Antipsychotic agents block the action of dopamine in the brain and are widely prescribed for serious mental illness including psychosis. Because they also commonly have a ‘calming’ effect on users without causing sedation, they are also used by physicians for other mental illness when it is complicated by agitation such as Alzheimer’s Disease.
These drugs have been known for a long time to have side effects. They include weight gain (up to approximately ten lbs), the development of diabetes (it may go as high as 10%), higher blood pressure (more than 10 points systolic or the top number) and alterations (acquired long QT) in how electrical impulses are routed through the heart (which accounts for the electrocardiogram or ECG) in the course of normal beating (up to 3%).
The increase in weight, blood sugar and blood pressure could lead to an increased death rate from heart attacks. The alteration in the ECG could also lead to electrical instability in otherwise normal hearts. Whatever the cause, physicians have been long aware that patients who take antipsychotic agents have a higher risk of cardiac related death and/or sudden death. This risk appears to be particularly high when the newer antipsychotic agents (clozapine, quetiapine, olanzapine and respirdone) are used in elderly persons with Alzheimers Disease: the death rate can go from a baseline of 2.6% (remember, these are elderly persons) to 4.5% (in other words, the risk is increased by 1.9%) over three to four months. That's like a whopping 18% a year.
Based on the old information that there are heart problems associated with these drugs, is the information in the NEJM all that momentous? Decide for yourself: the authors found there were 895 deaths among ‘624,591 person-years’ (perhaps mathematically best thought of as 624,591 persons followed for one year) or a risk of 895 divided by 624,591 or 0.14 percent (just over a tenth of a percent) per year in the group of persons NOT taking antipsychotic drugs. Persons taking the drugs, on the other hand, experienced 223 deaths among 79,589 person-years or 0.29% per year. This overall death rate changed slightly depending on the types of drugs used, but the excess rate held up across all categories.
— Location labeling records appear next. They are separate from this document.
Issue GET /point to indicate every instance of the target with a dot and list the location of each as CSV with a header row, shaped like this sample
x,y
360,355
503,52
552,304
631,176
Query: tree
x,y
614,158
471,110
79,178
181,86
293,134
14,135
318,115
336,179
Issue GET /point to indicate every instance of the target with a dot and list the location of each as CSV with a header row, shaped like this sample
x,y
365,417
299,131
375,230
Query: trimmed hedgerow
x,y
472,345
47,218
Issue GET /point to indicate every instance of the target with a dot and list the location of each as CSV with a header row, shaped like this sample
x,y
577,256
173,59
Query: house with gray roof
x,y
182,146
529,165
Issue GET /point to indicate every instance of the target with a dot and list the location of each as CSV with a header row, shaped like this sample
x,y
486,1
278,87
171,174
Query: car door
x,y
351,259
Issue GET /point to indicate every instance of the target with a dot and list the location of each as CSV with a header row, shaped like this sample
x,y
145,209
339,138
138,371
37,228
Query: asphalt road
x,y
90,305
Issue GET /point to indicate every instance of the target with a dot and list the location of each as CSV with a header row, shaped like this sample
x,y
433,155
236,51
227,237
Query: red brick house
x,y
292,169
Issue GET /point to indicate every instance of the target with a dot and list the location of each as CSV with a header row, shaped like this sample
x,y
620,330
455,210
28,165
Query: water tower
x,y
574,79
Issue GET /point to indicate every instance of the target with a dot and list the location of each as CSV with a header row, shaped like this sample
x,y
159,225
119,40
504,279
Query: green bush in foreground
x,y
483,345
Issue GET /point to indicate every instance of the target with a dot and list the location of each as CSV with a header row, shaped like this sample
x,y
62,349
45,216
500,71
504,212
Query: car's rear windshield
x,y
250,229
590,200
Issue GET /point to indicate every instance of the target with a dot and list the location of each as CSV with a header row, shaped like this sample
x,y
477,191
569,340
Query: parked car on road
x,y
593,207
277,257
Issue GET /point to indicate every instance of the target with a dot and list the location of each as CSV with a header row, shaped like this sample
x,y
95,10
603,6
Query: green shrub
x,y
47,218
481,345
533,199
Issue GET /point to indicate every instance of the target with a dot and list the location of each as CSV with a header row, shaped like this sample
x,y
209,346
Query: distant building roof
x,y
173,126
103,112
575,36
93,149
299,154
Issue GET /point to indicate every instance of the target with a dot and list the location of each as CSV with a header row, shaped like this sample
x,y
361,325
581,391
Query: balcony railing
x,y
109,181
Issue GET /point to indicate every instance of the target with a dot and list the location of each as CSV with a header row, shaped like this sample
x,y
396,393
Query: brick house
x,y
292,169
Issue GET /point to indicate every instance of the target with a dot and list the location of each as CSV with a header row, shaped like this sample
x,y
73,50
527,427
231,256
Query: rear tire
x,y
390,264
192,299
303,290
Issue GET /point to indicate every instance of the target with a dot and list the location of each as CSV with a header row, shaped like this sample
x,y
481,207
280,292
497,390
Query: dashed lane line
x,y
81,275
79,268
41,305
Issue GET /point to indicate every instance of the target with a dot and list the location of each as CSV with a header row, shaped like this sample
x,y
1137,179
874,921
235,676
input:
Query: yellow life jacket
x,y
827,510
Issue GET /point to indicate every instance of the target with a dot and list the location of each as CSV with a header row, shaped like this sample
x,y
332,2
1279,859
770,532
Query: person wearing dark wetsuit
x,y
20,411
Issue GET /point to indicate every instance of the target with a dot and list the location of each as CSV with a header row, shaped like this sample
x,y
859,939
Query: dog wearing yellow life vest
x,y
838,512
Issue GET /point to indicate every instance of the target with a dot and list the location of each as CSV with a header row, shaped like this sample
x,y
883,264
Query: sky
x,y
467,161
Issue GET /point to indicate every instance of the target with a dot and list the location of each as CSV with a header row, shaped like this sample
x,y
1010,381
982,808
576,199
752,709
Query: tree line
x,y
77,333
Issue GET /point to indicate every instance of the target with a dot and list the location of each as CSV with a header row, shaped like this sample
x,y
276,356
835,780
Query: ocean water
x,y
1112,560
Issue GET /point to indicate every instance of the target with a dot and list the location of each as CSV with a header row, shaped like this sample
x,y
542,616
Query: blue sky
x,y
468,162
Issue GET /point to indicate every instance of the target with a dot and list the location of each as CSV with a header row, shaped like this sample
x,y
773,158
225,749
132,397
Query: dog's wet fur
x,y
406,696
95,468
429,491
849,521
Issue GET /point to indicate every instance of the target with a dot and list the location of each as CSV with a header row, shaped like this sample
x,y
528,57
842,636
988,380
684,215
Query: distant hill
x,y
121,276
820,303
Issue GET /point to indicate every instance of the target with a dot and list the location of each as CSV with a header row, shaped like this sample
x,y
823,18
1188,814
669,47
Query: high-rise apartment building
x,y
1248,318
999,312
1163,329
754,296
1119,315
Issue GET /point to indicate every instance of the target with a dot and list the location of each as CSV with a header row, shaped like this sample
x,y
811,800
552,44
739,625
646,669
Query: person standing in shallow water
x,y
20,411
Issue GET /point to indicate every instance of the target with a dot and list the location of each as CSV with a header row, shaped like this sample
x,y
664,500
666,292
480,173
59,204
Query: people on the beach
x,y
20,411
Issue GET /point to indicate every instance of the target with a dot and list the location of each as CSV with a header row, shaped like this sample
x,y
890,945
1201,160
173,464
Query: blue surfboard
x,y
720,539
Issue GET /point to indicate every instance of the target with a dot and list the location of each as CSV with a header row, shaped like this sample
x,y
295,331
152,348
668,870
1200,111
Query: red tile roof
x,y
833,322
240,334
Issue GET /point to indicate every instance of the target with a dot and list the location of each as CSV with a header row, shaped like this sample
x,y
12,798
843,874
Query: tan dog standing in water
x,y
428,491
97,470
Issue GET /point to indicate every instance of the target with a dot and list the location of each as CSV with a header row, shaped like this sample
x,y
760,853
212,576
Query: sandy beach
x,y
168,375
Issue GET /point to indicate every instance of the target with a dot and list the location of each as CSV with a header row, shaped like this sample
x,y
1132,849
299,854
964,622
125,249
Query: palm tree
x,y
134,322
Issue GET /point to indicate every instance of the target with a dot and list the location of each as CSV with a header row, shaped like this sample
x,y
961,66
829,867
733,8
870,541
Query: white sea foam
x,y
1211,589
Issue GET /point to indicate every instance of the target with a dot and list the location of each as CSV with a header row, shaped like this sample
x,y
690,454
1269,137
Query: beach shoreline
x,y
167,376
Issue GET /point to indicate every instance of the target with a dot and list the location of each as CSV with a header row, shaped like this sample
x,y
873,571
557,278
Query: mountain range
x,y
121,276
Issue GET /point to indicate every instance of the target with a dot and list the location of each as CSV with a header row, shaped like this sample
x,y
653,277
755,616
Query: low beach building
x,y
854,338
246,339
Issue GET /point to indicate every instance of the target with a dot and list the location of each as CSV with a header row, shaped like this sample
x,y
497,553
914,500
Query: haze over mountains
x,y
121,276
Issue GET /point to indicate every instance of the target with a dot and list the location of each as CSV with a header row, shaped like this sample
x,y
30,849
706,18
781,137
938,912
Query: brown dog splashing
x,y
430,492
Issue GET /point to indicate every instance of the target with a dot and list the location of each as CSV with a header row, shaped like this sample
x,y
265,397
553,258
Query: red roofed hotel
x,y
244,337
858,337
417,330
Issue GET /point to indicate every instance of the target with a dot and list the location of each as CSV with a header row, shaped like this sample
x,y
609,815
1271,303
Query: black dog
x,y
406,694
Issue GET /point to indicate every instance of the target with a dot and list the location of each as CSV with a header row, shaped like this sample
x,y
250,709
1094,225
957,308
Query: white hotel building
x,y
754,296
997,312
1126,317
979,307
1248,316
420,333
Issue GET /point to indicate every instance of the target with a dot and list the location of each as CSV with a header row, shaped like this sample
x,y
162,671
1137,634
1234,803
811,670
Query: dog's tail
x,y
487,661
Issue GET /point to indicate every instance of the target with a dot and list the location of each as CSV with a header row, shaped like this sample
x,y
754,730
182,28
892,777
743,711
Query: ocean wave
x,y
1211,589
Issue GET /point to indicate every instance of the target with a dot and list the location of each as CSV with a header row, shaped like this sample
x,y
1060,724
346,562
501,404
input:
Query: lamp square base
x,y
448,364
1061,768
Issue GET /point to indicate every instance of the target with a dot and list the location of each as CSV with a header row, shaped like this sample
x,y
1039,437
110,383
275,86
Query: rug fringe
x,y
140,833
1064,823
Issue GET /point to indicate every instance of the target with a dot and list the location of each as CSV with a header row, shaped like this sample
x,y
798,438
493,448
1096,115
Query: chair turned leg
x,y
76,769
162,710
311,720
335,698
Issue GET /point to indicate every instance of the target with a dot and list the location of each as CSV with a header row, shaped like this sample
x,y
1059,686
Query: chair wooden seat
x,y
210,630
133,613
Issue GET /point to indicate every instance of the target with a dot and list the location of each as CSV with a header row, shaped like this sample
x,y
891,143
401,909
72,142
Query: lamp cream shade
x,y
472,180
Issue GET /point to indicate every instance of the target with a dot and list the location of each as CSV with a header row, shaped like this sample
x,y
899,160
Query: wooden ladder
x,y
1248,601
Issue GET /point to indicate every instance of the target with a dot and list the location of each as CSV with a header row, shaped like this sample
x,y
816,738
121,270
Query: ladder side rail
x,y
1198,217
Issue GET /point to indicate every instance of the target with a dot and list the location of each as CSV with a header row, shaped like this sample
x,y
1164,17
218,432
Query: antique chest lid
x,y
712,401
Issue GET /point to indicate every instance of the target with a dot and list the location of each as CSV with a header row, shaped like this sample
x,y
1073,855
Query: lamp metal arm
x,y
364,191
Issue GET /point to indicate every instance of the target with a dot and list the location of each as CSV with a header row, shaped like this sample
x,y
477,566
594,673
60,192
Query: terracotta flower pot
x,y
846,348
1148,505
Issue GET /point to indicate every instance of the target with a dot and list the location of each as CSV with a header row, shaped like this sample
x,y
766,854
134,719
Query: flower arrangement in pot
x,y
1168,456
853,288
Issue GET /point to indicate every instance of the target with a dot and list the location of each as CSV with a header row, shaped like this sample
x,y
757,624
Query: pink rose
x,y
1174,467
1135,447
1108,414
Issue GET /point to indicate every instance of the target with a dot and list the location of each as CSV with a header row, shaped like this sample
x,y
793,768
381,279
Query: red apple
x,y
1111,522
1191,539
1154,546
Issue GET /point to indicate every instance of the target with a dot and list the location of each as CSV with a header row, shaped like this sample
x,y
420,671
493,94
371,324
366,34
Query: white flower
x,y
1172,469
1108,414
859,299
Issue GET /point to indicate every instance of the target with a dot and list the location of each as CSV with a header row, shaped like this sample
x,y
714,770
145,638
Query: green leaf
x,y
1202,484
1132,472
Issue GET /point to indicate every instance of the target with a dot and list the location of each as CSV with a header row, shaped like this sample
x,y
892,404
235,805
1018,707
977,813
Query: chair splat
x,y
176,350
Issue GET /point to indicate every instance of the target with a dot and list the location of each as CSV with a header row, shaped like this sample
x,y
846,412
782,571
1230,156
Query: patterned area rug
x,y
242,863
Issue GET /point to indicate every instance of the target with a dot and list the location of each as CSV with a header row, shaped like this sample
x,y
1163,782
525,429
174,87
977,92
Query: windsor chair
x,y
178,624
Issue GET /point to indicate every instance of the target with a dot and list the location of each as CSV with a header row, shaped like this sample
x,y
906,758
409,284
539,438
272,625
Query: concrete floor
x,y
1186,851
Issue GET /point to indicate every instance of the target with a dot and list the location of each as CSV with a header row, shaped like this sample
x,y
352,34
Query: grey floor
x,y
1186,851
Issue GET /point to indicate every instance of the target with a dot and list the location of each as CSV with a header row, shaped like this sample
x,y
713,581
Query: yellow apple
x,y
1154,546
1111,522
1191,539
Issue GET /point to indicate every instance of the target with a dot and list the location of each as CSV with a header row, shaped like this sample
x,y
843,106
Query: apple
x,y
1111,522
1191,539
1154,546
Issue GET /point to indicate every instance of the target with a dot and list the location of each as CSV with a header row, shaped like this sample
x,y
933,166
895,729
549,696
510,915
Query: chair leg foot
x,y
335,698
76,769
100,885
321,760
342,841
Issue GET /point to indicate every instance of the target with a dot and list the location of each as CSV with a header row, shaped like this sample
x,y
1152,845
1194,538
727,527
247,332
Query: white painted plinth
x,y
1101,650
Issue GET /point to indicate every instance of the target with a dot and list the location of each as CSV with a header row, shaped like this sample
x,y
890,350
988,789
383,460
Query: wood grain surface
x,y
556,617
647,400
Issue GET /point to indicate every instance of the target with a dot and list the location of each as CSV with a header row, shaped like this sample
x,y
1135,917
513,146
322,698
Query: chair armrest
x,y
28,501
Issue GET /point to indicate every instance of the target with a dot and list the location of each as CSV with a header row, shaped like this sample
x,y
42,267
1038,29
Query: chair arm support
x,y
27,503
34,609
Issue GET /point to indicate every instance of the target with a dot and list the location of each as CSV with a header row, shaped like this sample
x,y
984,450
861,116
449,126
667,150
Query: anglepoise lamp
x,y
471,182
For comparison’s sake, check out the causes of death and their frequency in this population here. Therefore, while the risk of sudden seems very low for any single individual (3 in a thousand over a year), it’s a significant number from a population perspective (hundreds of Tennessee's citizens).
What can students of population-based health learn from this little gem of a study?
1. Once again, we’re witnessing the rise of rigorous insurance claims-based population studies that have an adequate comparison (control group) without having to rely on stodgy, time consuming expensive randomized prospective controlled clinical trials (RCTs). In fact, studies like this are more powerful than RCTs because they can draw on thousands of patients over many years and find important and statistically significant differences in the range of tenths of a percent. Disease management organizations also preside over huge data bases in their information systems and should draw a lesson from this study. They can and should also be doing this kind of research.
2. Disease management organizations that offer mental health programs have an additional reason to be vigilant about the use of antipsychotic agents in their patients. Since antipsychotic agents can mean the difference in being able to function for persons with chronic psychosis, the low risk of sudden death, when these drugs are truly needed, is outweighed by their benefit. On the other hand, use of these drugs in children or the elderly for their calming effect is dangerous (and promotion on that basis by pharmaceutical companies is illegal and expensive), especially when other approaches work just as well and are safer. Disease management organizations have a role to play (or perhaps a market opportunity?) in keeping that to a minimum through patient coaching and provider feedback.